Further underpinning the poem’s universal appeal is word choice where Dawe foregrounds the theme of having the right to life. The lines “Oh you within whose god-like power” “It lies to so decide,” establishes the fact that the mother of this foetus has no right to take away his/her life as she possesses little power in comparison to that of god’s. The word choice in the last stanza of the poem is also effective as it leaves the reader with a sense of guilt. The lines “Remember me the next time you”, “Rejoice at sun or star –“and “I would have loved to see them, too.” reveal that the foetus is only human and would have also enjoyed the things that other people take pleasure in. The final line of the poem also leaves anyone who has even undergone abortion feeling guilty. “I never got that far.” reinstates the act of depravity that has been committed further endorsing the concept of senseless life loss, a universal theme.

Dawe uses vivid imagery to emphasise the fact that abortion is profligate and unjust. The penetrating imagery of a womb that could become a tomb if abortion is carried out in “The Wholly Innocent” will unnerve any reader contemplating terminating a pregnancy. The lines in stanza five “For I was part of that doomed race” and “Whose death–cell was the womb,” reveal the fact that the unborn foetus is ashamed to feel a part of its race which evokes untold pity for his/her defenceless life that is trapped. The foetus also highlights that all he/she wants is to experience the simple things in life like to “rejoice at sun or star.” Most readers would agree that this is a universal right for all individuals to see these basic components of nature. In the line, “I never knew the sovereign touch of care.” this suggests that he/she never experiences parental love which in turn evokes untold feelings of pity and sympathy in the reader. A simile is also used in stanza three that he/she will die “anonymous as mud” if nobody protects him. The foetus also compares itself to a defenceless lamb with certainly evokes feeling of sympathy in the reader.

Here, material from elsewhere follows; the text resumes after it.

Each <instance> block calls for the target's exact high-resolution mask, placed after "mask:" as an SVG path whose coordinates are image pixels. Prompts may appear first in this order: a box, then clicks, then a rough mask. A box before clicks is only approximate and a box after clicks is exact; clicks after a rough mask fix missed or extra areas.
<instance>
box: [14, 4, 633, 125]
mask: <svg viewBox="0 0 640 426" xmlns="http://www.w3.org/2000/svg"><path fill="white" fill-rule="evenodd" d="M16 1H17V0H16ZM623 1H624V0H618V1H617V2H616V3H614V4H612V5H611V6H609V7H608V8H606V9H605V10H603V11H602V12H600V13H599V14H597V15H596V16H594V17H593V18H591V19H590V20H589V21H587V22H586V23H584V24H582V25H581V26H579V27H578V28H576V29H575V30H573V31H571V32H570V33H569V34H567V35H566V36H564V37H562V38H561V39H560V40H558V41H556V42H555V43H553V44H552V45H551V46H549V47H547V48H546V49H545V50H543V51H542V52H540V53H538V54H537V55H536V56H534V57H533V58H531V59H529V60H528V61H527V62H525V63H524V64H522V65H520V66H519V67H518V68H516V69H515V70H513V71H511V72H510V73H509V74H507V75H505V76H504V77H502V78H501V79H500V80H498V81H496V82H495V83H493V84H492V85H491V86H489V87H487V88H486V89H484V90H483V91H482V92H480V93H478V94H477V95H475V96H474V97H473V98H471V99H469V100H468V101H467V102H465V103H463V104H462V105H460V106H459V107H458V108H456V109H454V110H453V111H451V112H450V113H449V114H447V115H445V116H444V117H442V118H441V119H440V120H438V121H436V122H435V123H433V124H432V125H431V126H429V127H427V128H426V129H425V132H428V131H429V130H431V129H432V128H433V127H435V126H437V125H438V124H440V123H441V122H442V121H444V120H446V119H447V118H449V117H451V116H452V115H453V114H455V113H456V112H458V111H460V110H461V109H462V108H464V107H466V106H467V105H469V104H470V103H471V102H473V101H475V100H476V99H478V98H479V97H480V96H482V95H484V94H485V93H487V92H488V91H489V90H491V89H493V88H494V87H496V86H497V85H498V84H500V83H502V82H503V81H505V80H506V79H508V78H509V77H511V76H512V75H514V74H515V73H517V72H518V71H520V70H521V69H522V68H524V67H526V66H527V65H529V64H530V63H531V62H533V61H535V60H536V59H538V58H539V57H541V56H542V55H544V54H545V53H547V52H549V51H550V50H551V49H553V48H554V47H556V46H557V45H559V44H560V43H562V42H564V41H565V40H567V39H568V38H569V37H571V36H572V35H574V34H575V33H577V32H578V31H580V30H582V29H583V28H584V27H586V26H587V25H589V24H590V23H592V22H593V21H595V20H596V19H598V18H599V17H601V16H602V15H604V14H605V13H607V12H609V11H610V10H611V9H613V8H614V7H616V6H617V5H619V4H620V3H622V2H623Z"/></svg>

.Overall, Bruce Dawes “The Wholly Innocent”, which is an extremely powerful poem, successfully establishes the fact that the mother of this foetus has no right to take away his/her life. This poem also establishes that there is absolutely no justice in killing a life and that the mother has no entitlement in doing so, as she possesses little power. With the aid of the poetic techniques of repetition, word choice, and imagery he arouses sympathy, carefully manipulating the audience to reflect upon his own views towards abortion. In this way, Dawe has created a poem that is not only uniquely Australian but presents issues of global concern which generates universal appeal.